Just 12 months ago, Hanley Ramirez and Jose Reyes were the toast of South Beach, ready to run and rock Miami's new baseball stadium. Okay, that plan didn't exactly come together. Ramirez received his Miami reprieve in the second half of the year, while Reyes was part of the post-season garage sale the Marlins shamelessly held.
Let's look forward with optimism, not back in anger. Which big-name infielder makes the most sense for your fake team in 2013? Dalton Del Don and Scott Pianowski have a difference of opinion. Time to play the feud.
D3, reporting from Hanleywood: After ranking 32nd, 3rd, 8th, 5th and 23rd among all fantasy players over his first five years in the league, Hanley Ramirez has come in at No. 300 and No. 67 over the past two seasons, respectively. The low ranking in 2011 can be blamed on him playing in just 92 games, but he didn't exactly return to star status last season, as his K rate (19.8) was the highest of his career, while his walk rate (8.1) was his lowest since 2007.
[Baseball 2013 from Yahoo! Fantasy Sports: Join a league today!]
The most curious aspect of Ramirez is him transforming into such an extreme groundball hitter. In fact, over the past three seasons, his 1.48 GB/FB rate is the 25th highest in all of baseball. While that's obviously not what you want to see from a young and previously powerful shortstop, what's even weirder is that his BABIP over that span is .301. That seems normal enough on the surface, until you realize it was .351 from 2006-2009 – tied for the fifth highest in MLB. Put differently, Ramirez has suffered a drop in homers thanks to hitting more groundballs, yet his hit rate has also declined precipitously at the same time, as we'd normally expect the opposite to occur (groundballs typically go for hits far more than fly balls). So based on this batted ball data, it's safe to expect either his batting average or his home runs to rise moving forward.
It's also pretty easy to build a case against Jose Reyes, who before appearing in 160 games last season, missed on average 63.7 games over the previous three campaigns. Moreover, Reyes managed a modest 86 runs scored, 11 homers and 57 RBI while accruing 716 plate appearances in the rare season in which he stayed healthy last year. Reyes is a better bet for BA and stolen bases at this stage of the shortstops' careers, and maybe the change in environment in Toronto leads to better counting stats, but Ramirez is actually slightly younger and has the better career line (.291/.342/.433 vs. .298/.371/.495) and will be hitting in what looks like a loaded Dodgers lineup.
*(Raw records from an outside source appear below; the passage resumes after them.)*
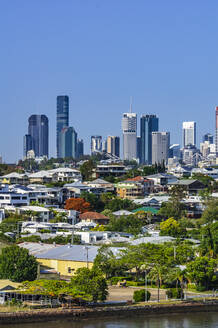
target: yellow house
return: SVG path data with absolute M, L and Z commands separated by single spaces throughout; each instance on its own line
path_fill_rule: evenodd
M 60 276 L 71 277 L 79 268 L 91 269 L 98 246 L 63 245 L 36 254 L 41 266 L 56 270 Z

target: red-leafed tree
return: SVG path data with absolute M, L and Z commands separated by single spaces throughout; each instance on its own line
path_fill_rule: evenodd
M 83 198 L 69 198 L 66 200 L 65 209 L 85 213 L 90 211 L 91 204 L 86 202 Z

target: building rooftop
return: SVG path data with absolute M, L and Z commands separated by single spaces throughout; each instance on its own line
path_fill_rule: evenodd
M 97 246 L 88 246 L 88 262 L 94 261 L 98 253 L 98 248 Z M 40 259 L 86 262 L 87 249 L 82 245 L 63 245 L 44 253 L 36 254 L 35 256 Z
M 113 215 L 120 216 L 120 215 L 130 215 L 132 212 L 126 211 L 126 210 L 119 210 L 112 213 Z
M 155 236 L 155 237 L 142 237 L 135 240 L 132 240 L 130 243 L 132 245 L 139 245 L 139 244 L 163 244 L 167 242 L 172 242 L 176 240 L 176 238 L 170 236 Z
M 41 253 L 45 253 L 55 247 L 54 244 L 43 244 L 43 243 L 31 243 L 31 242 L 24 242 L 18 244 L 19 247 L 25 248 L 29 251 L 31 255 L 39 255 Z
M 98 212 L 85 212 L 83 214 L 80 214 L 80 219 L 81 220 L 99 220 L 99 219 L 104 219 L 104 220 L 109 220 L 108 217 L 105 215 L 98 213 Z

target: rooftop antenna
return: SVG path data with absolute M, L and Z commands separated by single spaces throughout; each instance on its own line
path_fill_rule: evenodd
M 132 96 L 130 97 L 130 108 L 129 108 L 129 112 L 132 113 Z

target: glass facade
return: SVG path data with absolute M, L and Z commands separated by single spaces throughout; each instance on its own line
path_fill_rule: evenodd
M 60 134 L 63 128 L 69 126 L 69 97 L 57 96 L 57 126 L 56 126 L 56 150 L 57 158 L 61 157 Z
M 143 115 L 140 119 L 141 163 L 152 164 L 152 132 L 158 131 L 156 115 Z
M 23 137 L 23 157 L 26 158 L 27 152 L 33 149 L 32 137 L 30 134 L 25 134 Z
M 29 117 L 28 142 L 32 142 L 35 156 L 48 157 L 48 118 L 46 115 L 31 115 Z
M 77 157 L 77 133 L 73 127 L 63 128 L 60 133 L 60 157 Z

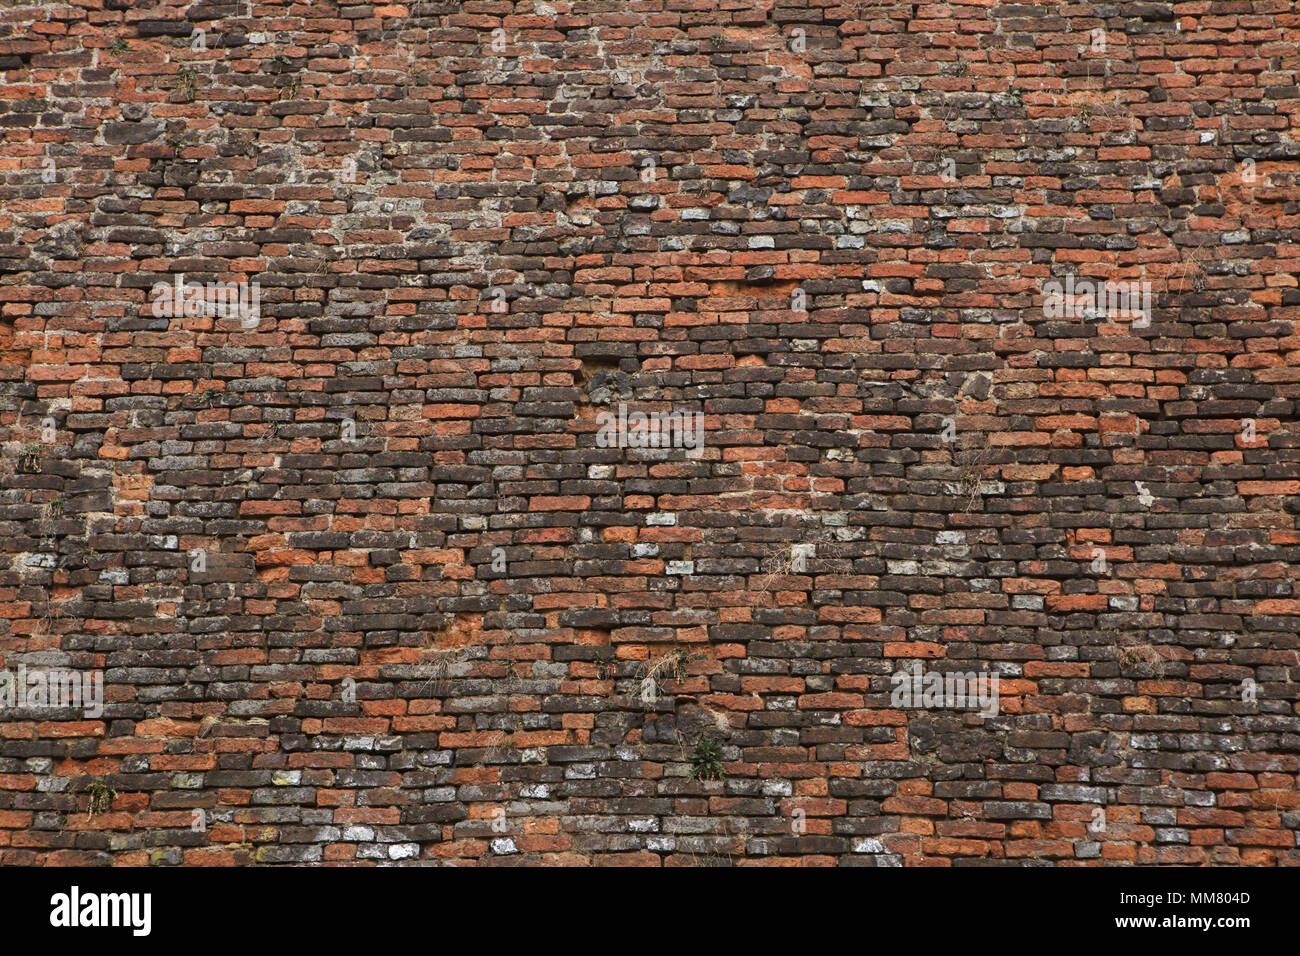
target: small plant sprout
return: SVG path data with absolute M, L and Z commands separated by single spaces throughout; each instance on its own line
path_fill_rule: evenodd
M 117 796 L 117 791 L 98 777 L 90 782 L 86 792 L 90 794 L 90 808 L 86 817 L 87 820 L 95 819 L 97 813 L 107 813 L 109 807 L 113 805 L 113 798 Z
M 655 181 L 655 160 L 653 156 L 647 156 L 641 160 L 641 182 L 652 183 Z
M 1105 27 L 1093 28 L 1092 43 L 1090 44 L 1089 49 L 1091 49 L 1093 53 L 1096 53 L 1098 55 L 1105 55 L 1106 53 L 1106 28 Z
M 1241 682 L 1241 702 L 1243 704 L 1253 704 L 1259 695 L 1259 686 L 1255 683 L 1255 678 L 1247 677 Z
M 1255 161 L 1253 159 L 1243 159 L 1241 161 L 1241 182 L 1244 186 L 1255 185 Z
M 492 297 L 492 305 L 489 308 L 493 312 L 500 314 L 510 308 L 509 303 L 506 301 L 505 289 L 492 289 L 489 295 Z
M 1102 548 L 1092 549 L 1092 573 L 1109 574 L 1110 566 L 1106 564 L 1106 552 Z
M 704 738 L 691 753 L 691 780 L 721 780 L 726 776 L 722 769 L 722 747 L 716 740 Z
M 47 445 L 52 445 L 58 434 L 58 423 L 52 416 L 46 415 L 41 419 L 41 441 Z
M 803 27 L 795 27 L 790 31 L 790 52 L 805 53 L 808 50 L 808 31 Z
M 794 291 L 790 293 L 790 311 L 791 312 L 808 311 L 808 295 L 803 291 L 803 288 L 800 286 L 796 286 Z
M 203 548 L 195 548 L 190 552 L 190 570 L 196 574 L 202 574 L 208 569 L 208 552 Z
M 1241 440 L 1252 443 L 1255 441 L 1255 419 L 1243 418 L 1241 420 Z
M 190 40 L 190 49 L 195 53 L 203 53 L 208 49 L 208 34 L 199 27 L 194 31 L 194 39 Z
M 939 438 L 948 445 L 957 440 L 957 422 L 951 418 L 943 420 L 943 431 L 939 433 Z
M 58 169 L 54 165 L 54 160 L 46 156 L 41 160 L 41 182 L 52 183 L 58 178 Z
M 790 811 L 790 832 L 795 836 L 803 836 L 808 832 L 808 813 L 803 807 L 795 807 Z
M 492 571 L 494 574 L 504 574 L 506 570 L 506 549 L 492 549 Z
M 357 682 L 355 678 L 345 677 L 339 685 L 339 700 L 345 704 L 357 702 Z
M 339 439 L 349 445 L 357 440 L 357 423 L 355 419 L 345 418 L 339 423 Z
M 208 815 L 201 807 L 195 807 L 190 811 L 190 832 L 205 833 L 208 829 Z
M 957 161 L 951 156 L 945 156 L 943 162 L 939 164 L 939 178 L 945 183 L 957 181 Z
M 198 74 L 190 67 L 183 66 L 177 75 L 180 76 L 181 85 L 185 88 L 185 95 L 192 99 L 199 88 Z
M 497 27 L 495 30 L 492 31 L 491 46 L 492 46 L 493 53 L 506 52 L 506 31 L 503 27 Z

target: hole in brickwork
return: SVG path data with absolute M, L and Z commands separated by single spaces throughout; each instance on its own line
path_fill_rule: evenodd
M 601 372 L 620 371 L 621 361 L 612 355 L 589 355 L 582 360 L 582 382 L 586 384 Z

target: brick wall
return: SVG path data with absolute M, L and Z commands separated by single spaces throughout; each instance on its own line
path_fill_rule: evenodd
M 0 862 L 1300 863 L 1298 44 L 6 4 Z

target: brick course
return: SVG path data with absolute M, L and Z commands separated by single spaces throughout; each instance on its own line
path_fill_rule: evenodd
M 0 10 L 0 655 L 105 693 L 0 721 L 0 863 L 1300 863 L 1298 71 L 1290 0 Z

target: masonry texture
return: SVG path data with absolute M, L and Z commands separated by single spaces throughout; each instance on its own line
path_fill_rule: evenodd
M 1292 0 L 5 0 L 0 656 L 104 709 L 0 714 L 0 863 L 1300 864 L 1298 71 Z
Reyes is switching leagues and is the bigger injury risk, and while Ramirez shouldn't be expected to return to his former top-five type elite status, with power down across the league, his HR advantage is key, especially coming from the shortstop position.
Pianow, reporting from the YYZ: The true Ramirez batting average is a stumper. Razzball's expected batting average calculator says Hanley should have batted .291 last year. Baseball HQ (subscription required) slaps a .262 expected average on Ramirez (and a .255 clip for 2011). You can take either side on that or draw your own conclusion, that's your business (I respect and recommend both sites, that's why I'm dropping their names here). Either way, Ramirez has hit for a crummy average in two consecutive years, and his walk and strikeout rates both moved in the wrong direction last year. I'm having a difficult time whistling an optimistic tune.
Hanley's also running a lot less than he did in his dominant days (just 21 bags last year, a far cry from the 51 counts he posted in 2006 and 2007) and he hasn't topped 24 homers since 2008. What's the big deal with him again? And can you honestly say you're not worried about some of the peripheral stuff with Ramirez? Are we sure on his age? Can we be confident we'll see consistent effort? Does his notable dip in production make you start wondering about a certain three-letter acronym? I'm not slapping a scarlet letter on anyone, but we're foolish if we don't at least consider the possibility of a scientific boost back in the day.
Reyes has easily outearned Ramirez in each of the past two seasons, and now he's going to a loaded Toronto lineup in the hitter's league. While the Dodgers live in a pitcher's park and work without the DH, the Jays enjoy a scoring-friendly stadium and get to use an extra slugger every day. Reyes isn't going to beat Ramirez in the two power categories, but I'm expecting a major edge in stolen bases and batting average, and more runs scored as well. And don't hassle me over injury concerns: Reyes has averaged 139 games over the last three years, while Ramirez checks in at 130. That's a wash, at best, for Hanley.
If you want to go dreaming of the past with Ramirez, that's your business. The recent returns favor Reyes, and he's moving to a better environment for 2013. Do the right thing, gamers; the consensus side in this case is the winning side. Reyes is your man.